Ortaokulda bahsettiğim skeçlerde oynarken kafaya koymuştum. Ama ailemi ikna edemiyordum. Annem çok klasik bir şekilde önce bir meslek edin sonra oyuncu olursun diyordu. Ben oyuncunun bir meslek olduğunu anneme anlatamadım. Sonra onun içine sinebilecek bir alan olan radyo televizyonu seçtim. Ama orada da okuyamayacağımı anlayıp, tekrar oyunculuğa döndüm.

Oyunculuk bir laboratuar diyorsunuz. Neler tahlil ediliyor bu laboratuarda?

Birçok hayat tahlil ediliyor. Bu koşullar içerisinde yaşarsam ne olur deneyini yapıyorsun o laboratuarda. Mesela hiç duymasaydım diyorsun, tahlil etmeye başlıyorsun. Laboratuardan kastım karşılaşılan koşullar ve bunların insan üzerinde yarattığı etkileridir.

Oyunculuk size neler öğretti?

Oyunculuk hiç bitmeyen öğrenme süreci. O laboratuarda aldığınız tahlil sonuçları size çok şey katıyor. Oyunculuk bin basamaklı bir merdivense ben daha birinci basamağındayım. Tüm oyuncular en iyi performansını göstermeden ölecek mesela. Ben en iyi filmimi oynadım diyemeden öleceğim, o kesin.
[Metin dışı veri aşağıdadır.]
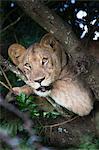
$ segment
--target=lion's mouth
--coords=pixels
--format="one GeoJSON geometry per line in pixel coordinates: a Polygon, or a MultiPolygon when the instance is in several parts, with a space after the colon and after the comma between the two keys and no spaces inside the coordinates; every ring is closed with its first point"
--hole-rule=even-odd
{"type": "Polygon", "coordinates": [[[40,86],[37,91],[46,92],[52,89],[52,85],[49,86],[40,86]]]}

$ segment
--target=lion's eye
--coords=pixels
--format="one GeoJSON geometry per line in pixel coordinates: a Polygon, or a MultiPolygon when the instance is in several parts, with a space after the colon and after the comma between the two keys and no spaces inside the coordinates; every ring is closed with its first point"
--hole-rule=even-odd
{"type": "Polygon", "coordinates": [[[26,68],[26,69],[31,69],[31,65],[29,64],[29,63],[26,63],[25,65],[24,65],[24,67],[26,68]]]}
{"type": "Polygon", "coordinates": [[[42,59],[42,65],[46,65],[48,63],[48,58],[43,58],[42,59]]]}

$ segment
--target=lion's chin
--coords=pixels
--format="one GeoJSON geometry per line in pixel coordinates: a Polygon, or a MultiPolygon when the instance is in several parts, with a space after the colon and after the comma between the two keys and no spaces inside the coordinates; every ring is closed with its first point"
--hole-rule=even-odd
{"type": "Polygon", "coordinates": [[[34,92],[35,92],[35,94],[37,94],[38,96],[46,97],[46,96],[49,96],[49,95],[50,95],[51,90],[48,90],[48,91],[45,91],[45,92],[38,91],[38,90],[34,90],[34,92]]]}

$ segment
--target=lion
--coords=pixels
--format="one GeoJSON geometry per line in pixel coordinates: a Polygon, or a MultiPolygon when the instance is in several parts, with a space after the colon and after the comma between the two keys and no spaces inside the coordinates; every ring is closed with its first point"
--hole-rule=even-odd
{"type": "Polygon", "coordinates": [[[51,34],[46,34],[39,43],[24,48],[12,44],[8,54],[13,63],[27,78],[23,87],[14,87],[16,94],[35,93],[51,97],[60,106],[79,116],[88,115],[93,109],[90,89],[72,72],[67,63],[67,54],[51,34]]]}

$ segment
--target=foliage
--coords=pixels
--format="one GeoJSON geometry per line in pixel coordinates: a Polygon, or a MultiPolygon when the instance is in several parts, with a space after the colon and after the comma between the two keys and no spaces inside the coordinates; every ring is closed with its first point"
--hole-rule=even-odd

Şimdi Kapalıçarşı'da Arda karakterini canlandırıyorsunuz. Sizin için önemli bir adım oldu değil mi?

Kapalıçarşı oyuncu kadrosu açısından benim için mucize bir ekip. Dolu dolu bir kadro var. İkinci bir rüya oldu bu dizi. Oyuncu kadrosu kadar teknik ekip de kaliteli.

Sette diyaloglar nasıl?

Biz bir aile gibiyiz. Herkes herkesin problemini biliyor. İçteniz, samimiyiz.


HERKESİN İSTANBUL'U KENDİNE

Ankara'dan kalkıp İstanbul'a geldiniz. İstanbul'a kolay adapte olabildiniz mi?

Ben İstanbul'a öğrencilik yıllarımda gidip geliyordum. Bir de yurtdışına çıktığım için İstanbul korkutmadı beni. Stockholm'de, Londra'da kaldım. İstanbul daha ne kadar kötüsü olabilir ki dedim. Ama çok kötüsüymüş, anladım. Daha yaşanabilir bir şehir yine de. Ulaşımı zor, pahalı, insanlar yorgun… Şöyle de bir şey var ki ben kendi İstanbul'umu kendim yarattım. Herkesin İstanbul'u kendine. Bu şehirde yaşamak benim için zor değil.

İstanbul'da en çok nereleri seversiniz?

Beşiktaş, Moda, setin olduğu yer ve ofis yani Kuledibi. Ben bu üçgende gidip geliyorum. Dolayısıyla benim İstanbul'um kendime. Daha bu şehirde görmediğim birçok yer var. Aman gidip oraları da göreyim gibi bir telaşım yok. Hayatımın izin verdiği ölçüde belirli yerlere gidip geliyorum.

Keşfetme isteği yok herhalde…

Bu benim kendimle ilgili büyük bir problemim. Ben arşın arşın gezmeyi sevmiyorum. Oturayım kitabımı okuyayım, oyunlara gideyim ve film seyredeyim. Benim istediğim bu. Çok özgür bir ruhum var ama kendi içimde.